I am also certain that all technological problems will be solved in about 20 to 30 years. How? Because humans will have figured out how to manipulate matter at the molecular level, and then at the atomic level. Machines that manipulate matter at the atomic level would be the ultimate constructors. They will make everything — from food to airplanes — given the raw materials. We are unlikely to ever run out of atoms. Energy is also virtually unlimited in the cosmos. We just lack the know how but not for long.

Now about biodiversity. True, biodiversity is decreasing in this “anthropocene” age. That’s been true all along, though. Around 99.99 percent of all species that have ever lived have gone extinct. Why the present condition of diversity has to be maintained for eternity is not clear at all. In any case, it was mainly lack of intelligence that has caused the decline in biodiversity. Ignorance of how to get things done without inadvertently destroying biodiversity has been the problem. But humanity is getting smarter, and richer. Being richer means that one can afford to pay attention to matters other than just basic survival.

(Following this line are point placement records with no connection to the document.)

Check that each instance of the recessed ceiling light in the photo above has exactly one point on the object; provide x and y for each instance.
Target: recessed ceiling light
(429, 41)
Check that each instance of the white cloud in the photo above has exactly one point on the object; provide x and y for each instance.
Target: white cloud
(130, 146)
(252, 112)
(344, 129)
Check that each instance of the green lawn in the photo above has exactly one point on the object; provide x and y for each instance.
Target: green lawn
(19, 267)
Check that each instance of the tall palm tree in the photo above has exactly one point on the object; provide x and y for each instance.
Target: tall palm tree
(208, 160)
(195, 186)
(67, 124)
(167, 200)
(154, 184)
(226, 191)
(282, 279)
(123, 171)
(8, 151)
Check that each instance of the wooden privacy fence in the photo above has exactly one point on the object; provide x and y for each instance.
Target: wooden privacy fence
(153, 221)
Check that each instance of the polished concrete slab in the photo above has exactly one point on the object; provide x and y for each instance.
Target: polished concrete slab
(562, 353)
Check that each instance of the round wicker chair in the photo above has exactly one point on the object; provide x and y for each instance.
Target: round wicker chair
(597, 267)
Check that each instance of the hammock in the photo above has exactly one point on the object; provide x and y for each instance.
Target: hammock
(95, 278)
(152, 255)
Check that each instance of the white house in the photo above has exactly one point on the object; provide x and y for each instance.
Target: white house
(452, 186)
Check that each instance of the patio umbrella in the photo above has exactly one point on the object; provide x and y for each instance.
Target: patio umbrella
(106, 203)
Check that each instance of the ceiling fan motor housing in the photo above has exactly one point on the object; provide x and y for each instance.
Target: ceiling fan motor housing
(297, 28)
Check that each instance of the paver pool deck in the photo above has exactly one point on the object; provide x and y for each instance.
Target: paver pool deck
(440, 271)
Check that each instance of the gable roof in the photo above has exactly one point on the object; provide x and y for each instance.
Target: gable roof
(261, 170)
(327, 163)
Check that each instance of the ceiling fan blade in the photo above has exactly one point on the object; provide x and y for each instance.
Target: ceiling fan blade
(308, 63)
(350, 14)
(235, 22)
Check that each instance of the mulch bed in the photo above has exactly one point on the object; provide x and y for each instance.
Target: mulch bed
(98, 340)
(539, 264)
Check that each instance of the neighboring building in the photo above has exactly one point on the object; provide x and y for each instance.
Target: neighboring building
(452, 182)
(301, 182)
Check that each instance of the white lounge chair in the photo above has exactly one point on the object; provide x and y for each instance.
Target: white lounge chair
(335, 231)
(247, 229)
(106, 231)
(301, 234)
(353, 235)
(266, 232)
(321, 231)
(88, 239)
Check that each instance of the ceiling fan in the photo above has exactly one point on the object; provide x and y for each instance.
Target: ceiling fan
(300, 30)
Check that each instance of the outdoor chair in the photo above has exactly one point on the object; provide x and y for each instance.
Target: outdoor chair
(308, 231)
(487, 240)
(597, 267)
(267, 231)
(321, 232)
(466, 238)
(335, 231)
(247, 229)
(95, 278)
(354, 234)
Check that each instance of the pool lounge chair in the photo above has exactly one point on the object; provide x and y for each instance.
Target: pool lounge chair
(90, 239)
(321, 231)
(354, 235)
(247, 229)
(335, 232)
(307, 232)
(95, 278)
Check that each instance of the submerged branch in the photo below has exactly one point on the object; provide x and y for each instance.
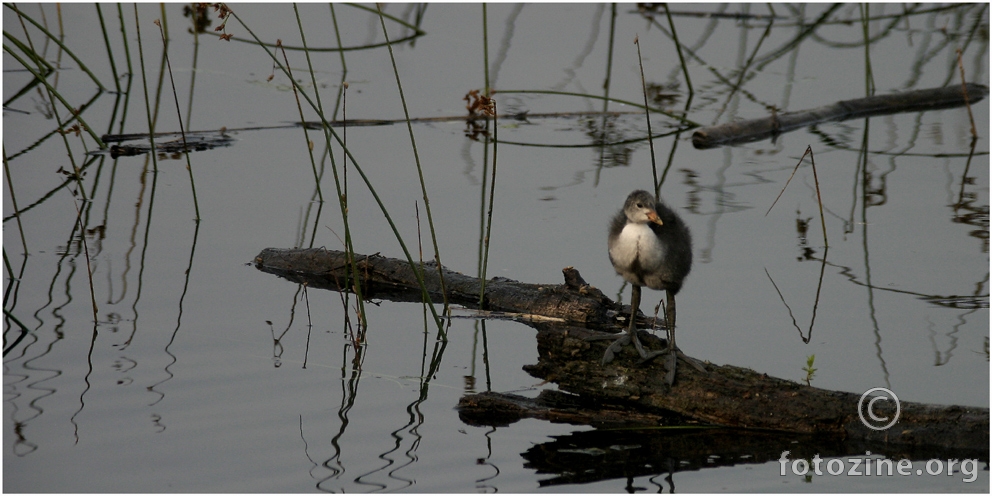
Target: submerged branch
(911, 101)
(626, 392)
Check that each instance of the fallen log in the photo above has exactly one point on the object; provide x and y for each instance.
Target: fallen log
(718, 395)
(389, 278)
(910, 101)
(725, 395)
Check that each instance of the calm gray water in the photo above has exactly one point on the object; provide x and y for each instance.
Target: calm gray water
(202, 374)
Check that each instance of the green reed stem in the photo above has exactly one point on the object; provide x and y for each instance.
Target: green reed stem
(13, 200)
(420, 170)
(869, 77)
(647, 115)
(55, 93)
(485, 46)
(368, 183)
(678, 49)
(110, 53)
(57, 40)
(656, 110)
(489, 215)
(179, 113)
(342, 191)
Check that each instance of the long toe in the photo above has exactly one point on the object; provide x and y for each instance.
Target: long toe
(638, 345)
(615, 347)
(651, 355)
(670, 369)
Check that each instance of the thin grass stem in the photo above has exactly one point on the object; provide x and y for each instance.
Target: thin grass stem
(489, 215)
(182, 129)
(58, 41)
(110, 53)
(656, 110)
(341, 189)
(55, 93)
(368, 183)
(420, 172)
(13, 200)
(678, 49)
(647, 115)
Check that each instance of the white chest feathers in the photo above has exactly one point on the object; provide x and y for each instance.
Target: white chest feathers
(636, 249)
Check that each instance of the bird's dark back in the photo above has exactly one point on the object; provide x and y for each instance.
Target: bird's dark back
(674, 234)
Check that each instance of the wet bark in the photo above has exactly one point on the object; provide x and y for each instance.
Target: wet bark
(910, 101)
(575, 301)
(626, 392)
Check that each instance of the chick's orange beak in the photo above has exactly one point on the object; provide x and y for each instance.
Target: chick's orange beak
(653, 217)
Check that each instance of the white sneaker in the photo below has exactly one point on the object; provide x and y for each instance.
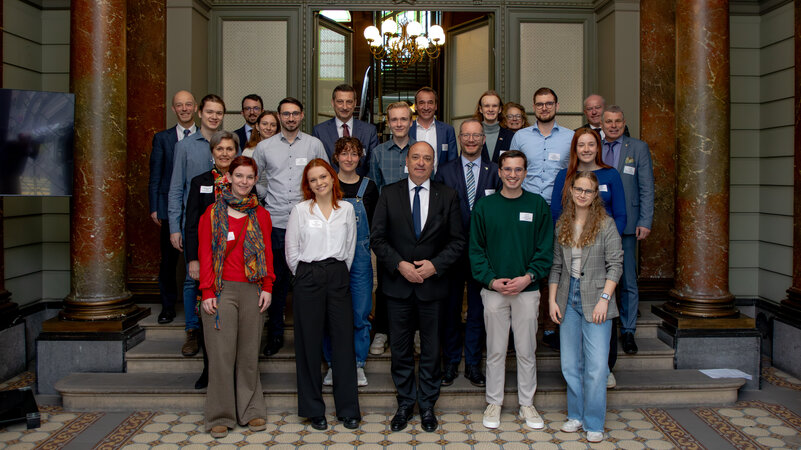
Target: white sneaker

The only danger I see comes from the military industrial complex. That implies the biggest enemy of humanity is big government.

Author: Atanu Dey


21 thoughts on “Ask me anything — Hope for Humanity edition”

  1. Interesting take Atanu. The conclusion seems a bit abrupt though. Technology can solve many problems, but one it aggravates is that of inequality and government is the only ‘technology’ we have that is designed to take care of it. We need people like you to think through how to decentralize essential roles of government and create a market for its services. Specifically, providing a safety net, socio-economic stability, equal access to opportunity, reduce pockets of extreme poverty/unhappiness, preventing zero sum games and prisoner’s dilemmas through rules and enforcement, catering to long term societal good and not just short term and invest in societal trust which sprouts cooperation and trade.


    1. Ameet,

      My conclusion that big government is the major problem facing humanity is not “abrupt” at all. Although I have not supported it here, it can be rigorously supported. What’s the role of proper role of the government in a free society is the first question we have to ask and answer. If you can address that question, we can begin to see why big government is the key problem.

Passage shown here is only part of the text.